Dans ces conditions, la requête sera déclarée irrecevable pour défaut de pièce justificative utile.
PAR CES MOTIFS
Statuant par mise à disposition au greffe, après débat en audience publique, en premier ressort, par décision assortie de l’exécution provisoire ;
DÉCLARONS irrecevable la requête de Mme PREFET DU RHONE ;
DISONS en conséquence n’y avoir lieu à statuer sur la demande de prolongation de la rétention administrative de [F] [N] ;
RAPPELONS que l’intéressé a l’obligation de quitter le territoire français en application de l’article L. 742-10 du CESEDA.
LE GREFFIER LE JUGE
NOTIFICATION DE L’ORDONNANCE
AUX PARTIES
NOTIFIONS sur le champ la présente ordonnance par courriel avec accusé de réception à l’avocat du retenu et à l’avocat de la préfecture,
NOTIFIONS la présente ordonnance au centre de rétention administrative de [Localité 3] par courriel avec accusé de réception pour notification à [F] [N], lequel est informé de la possibilité de faire appel, devant le Premier Président de la cour d’appel ou son délégué, de la présente ordonnance dans les vingt-quatre heures de sa notification ; lui notifions aussi que la déclaration d’appel doit être motivée et peut être transmise par tout moyen (notamment par télécopie n° 04.72.40.89.56) au greffe de la cour d’appel de [Localité 3], et que seul l’appel formé par le ministère public peut être déclaré suspensif par le Premier président de la cour d’appel ou son délégué.

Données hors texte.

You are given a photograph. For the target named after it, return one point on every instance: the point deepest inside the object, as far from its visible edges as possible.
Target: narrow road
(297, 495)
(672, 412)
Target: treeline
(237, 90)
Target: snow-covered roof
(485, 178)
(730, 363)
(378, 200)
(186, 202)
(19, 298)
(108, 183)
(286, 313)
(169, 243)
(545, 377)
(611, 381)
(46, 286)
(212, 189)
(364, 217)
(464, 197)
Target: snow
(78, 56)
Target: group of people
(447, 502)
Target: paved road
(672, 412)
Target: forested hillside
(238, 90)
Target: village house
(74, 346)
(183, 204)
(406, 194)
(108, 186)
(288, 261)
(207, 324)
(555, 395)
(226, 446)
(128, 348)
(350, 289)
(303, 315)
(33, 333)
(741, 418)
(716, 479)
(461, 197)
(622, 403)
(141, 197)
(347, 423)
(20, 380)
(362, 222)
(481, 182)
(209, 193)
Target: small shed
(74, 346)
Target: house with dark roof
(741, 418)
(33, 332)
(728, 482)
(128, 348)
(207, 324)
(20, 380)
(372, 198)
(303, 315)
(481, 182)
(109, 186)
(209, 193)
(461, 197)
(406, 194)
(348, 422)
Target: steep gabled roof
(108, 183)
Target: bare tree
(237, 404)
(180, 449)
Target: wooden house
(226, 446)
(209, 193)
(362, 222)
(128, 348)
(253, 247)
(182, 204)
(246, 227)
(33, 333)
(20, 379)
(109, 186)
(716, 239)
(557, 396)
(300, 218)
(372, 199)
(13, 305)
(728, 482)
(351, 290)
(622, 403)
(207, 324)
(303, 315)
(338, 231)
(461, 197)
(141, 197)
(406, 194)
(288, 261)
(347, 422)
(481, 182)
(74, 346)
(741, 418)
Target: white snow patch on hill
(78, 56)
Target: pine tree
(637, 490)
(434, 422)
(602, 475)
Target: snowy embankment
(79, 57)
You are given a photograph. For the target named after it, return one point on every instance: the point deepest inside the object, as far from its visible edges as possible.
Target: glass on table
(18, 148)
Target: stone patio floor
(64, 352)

Disons qu’un procès-verbal de notification sera établi à cet effet par les services de police, et nous sera retourné sans délai.
Information est donnée à [F] [N] qu’il est maintenu à disposition de la justice pendant un délai de six heures à compter de la notification de la présente ordonnance au procureur de la République, lorsqu’il est mis fin à sa rétention ou lors d’une assignation à residence, conformément à la décision du [1] Constitutionnel rendue le 12 septembre 2025.